Une meilleure connaissance de l'épidémie grâce à un plus grand partage des savoirs, notamment avec les associations, devrait conduire à une image plus réaliste de l'infection. « Il apparaît avec le recul que si l'analogie avec les maladies chroniques est utile pour rassurer les patients et le monde médical, elle peut conduire à une mauvaise compréhension de la gravité de l'infection et du vécu des personnes atteintes. »
Des recommandations
Les 37 recommandations s'articulent autour de trois chapitres. Le premier concerne l'engagement de l'Etat qui doit clarifier la place de la prévention dans le système de santé et les sources de financement. Le CNS lui recommande notamment de préciser et réaffirmer le rôle de l'Inpes et d'utiliser pleinement les Centres de coordination régionale de la lutte contre le VIH (CoreVIH ancien Cisih).

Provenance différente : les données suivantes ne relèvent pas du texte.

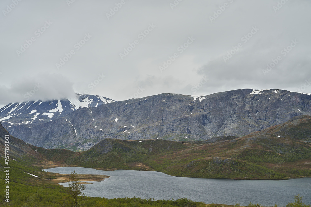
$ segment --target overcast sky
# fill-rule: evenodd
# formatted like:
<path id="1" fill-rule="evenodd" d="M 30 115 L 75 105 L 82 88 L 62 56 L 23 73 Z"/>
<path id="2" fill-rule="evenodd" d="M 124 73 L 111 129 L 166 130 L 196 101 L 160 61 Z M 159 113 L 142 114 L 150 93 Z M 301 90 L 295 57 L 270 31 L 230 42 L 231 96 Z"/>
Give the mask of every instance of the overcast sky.
<path id="1" fill-rule="evenodd" d="M 1 1 L 0 104 L 311 92 L 309 0 L 73 0 Z"/>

L'Etat doit garantir la cohérence des actions de prévention, inciter encore plus les collectivités territoriales à y contribuer, soutenir la mobilisation pour les étrangers et les migrants, imposer aux établissements commerciaux de sexe la mise à disposition gratuite du matériel de prévention et garantir partout l'accès aux traitements post-exposition en cas d'accident d'exposition sexuelle.

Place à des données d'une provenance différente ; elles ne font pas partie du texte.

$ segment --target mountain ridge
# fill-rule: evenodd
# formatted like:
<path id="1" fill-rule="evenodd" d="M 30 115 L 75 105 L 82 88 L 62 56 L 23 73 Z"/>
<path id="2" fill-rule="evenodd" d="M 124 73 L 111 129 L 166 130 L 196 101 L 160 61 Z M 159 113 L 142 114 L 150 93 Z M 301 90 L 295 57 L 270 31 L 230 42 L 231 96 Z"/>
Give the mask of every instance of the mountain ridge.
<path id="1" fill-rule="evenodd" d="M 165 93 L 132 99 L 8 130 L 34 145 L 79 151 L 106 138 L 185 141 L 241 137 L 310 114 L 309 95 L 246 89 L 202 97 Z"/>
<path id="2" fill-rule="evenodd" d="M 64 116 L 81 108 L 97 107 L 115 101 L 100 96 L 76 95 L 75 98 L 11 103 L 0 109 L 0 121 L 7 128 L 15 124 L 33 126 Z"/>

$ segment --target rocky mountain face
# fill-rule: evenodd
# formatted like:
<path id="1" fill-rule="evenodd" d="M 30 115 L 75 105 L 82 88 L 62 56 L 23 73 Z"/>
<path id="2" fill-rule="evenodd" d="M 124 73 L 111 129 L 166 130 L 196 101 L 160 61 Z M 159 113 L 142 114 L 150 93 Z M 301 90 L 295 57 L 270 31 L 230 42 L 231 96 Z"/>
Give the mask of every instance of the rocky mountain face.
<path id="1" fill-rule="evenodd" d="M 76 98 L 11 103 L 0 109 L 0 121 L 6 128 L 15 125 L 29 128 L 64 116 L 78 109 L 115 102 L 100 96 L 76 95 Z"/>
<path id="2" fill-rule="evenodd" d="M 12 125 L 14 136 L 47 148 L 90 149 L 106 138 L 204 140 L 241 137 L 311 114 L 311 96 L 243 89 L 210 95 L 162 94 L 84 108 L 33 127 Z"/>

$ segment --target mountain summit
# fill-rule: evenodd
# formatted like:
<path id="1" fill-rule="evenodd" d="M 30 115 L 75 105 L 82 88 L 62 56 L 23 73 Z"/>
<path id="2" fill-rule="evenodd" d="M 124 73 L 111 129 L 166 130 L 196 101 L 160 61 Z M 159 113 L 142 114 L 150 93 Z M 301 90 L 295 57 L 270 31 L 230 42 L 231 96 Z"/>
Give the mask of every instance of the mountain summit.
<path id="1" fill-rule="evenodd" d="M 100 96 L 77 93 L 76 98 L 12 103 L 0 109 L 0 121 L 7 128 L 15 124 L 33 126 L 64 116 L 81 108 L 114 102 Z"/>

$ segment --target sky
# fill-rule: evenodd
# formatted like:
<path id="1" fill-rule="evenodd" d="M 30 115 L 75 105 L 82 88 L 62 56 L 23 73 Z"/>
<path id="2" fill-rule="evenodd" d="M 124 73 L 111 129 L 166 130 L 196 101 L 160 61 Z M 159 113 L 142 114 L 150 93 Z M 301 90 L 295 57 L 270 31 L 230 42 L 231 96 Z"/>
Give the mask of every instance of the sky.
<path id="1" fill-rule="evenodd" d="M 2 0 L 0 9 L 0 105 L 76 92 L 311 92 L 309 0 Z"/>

Il doit endosser les responsabilités associées à la délégation. Il aura à veiller à la pertinence et à la cohérence des associations au regard du programme de lutte contre le VIH 2005-2008, favoriser un paysage associatif diversifié, savoir faire face à l'absence d'association dans une zone géographique ou auprès d'une population cible.

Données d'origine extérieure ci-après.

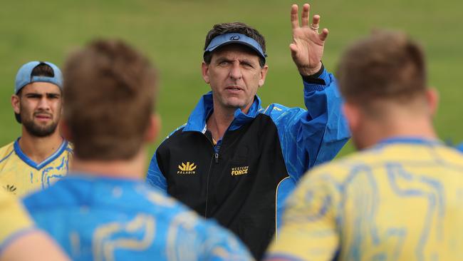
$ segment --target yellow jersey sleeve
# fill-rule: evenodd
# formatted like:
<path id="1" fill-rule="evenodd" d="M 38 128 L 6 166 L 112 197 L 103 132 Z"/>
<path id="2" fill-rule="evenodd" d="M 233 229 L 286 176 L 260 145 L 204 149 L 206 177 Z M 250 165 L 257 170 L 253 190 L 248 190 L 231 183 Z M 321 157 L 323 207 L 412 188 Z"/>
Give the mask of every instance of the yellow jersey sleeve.
<path id="1" fill-rule="evenodd" d="M 3 190 L 0 190 L 0 249 L 13 237 L 33 227 L 21 203 Z"/>
<path id="2" fill-rule="evenodd" d="M 329 260 L 335 255 L 335 200 L 320 178 L 302 181 L 286 203 L 283 225 L 269 251 L 269 257 Z"/>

Il doit promouvoir les campagnes de prévention adaptées aux défis, en donnant une image plus réaliste de la gravité de l'infection, en étant capable d'élaborer des discours pour les personnes séropositives et pour les personnes séronégatives. Les messages devront être plus fréquents et plus diversifiés.
L'Etat doit également assurer la connaissance nécessaire. Notamment, le CNS recommande que soient organisées une conférence de consensus ou une audition publique sur les risques associés aux pratiques sexuelles et des assises annuelles de la prévention pour partager les expériences.
Le deuxième chapitre de recommandations concerne la cohérence gouvernementale en matière de prévention. L'Etat doit prendre en compte la globalité des enjeux. Les ministères de l'Education et de la Jeunesse, des Sports et de la Vie associative, doivent mettre en place la prévention des jeunes, d'une part, en relançant l'éducation à la sexualité et à la vie affective et, d'autre part, en offrant aux dirigeants d'associations sportives des formations nécessaires pour qu'ils participent à l'information. Les politiques du ministère de l'Intérieur ne doivent pas s'opposer à la politique de prévention : la loi de la sécurité intérieure ne doit pas être un obstacle à la prévention auprès des prostituées ; les droits des étrangers doivent être pleinement appliqués ; dans les centres de rétention administrative, les personnes doivent bénéficier de l'application de leurs droits ; la lutte contre le trafic de stupéfiants ne doit pas remettre en question les résultats obtenus par la réduction des risques chez les usagers de drogues par voie intraveineuse. Le ministère de la Justice doit faire face à l'épidémie de VIH en prison ; il doit admettre l'existence des pratiques sexuelles (préservatifs accessibles dans les établissements pénitentiaires) et parachever la politique de réduction des risques chez les usagers de drogues détenus (accès aux médicaments de substitution ; mise en place, en concertation avec le personnel de l'administration pénitentiaire, d'expérimentations d'échanges de seringues).
La troisième série de recommandations vise, d'une part, à sécuriser l'environnement des associations, d'autre part, à préciser les obligations des associations.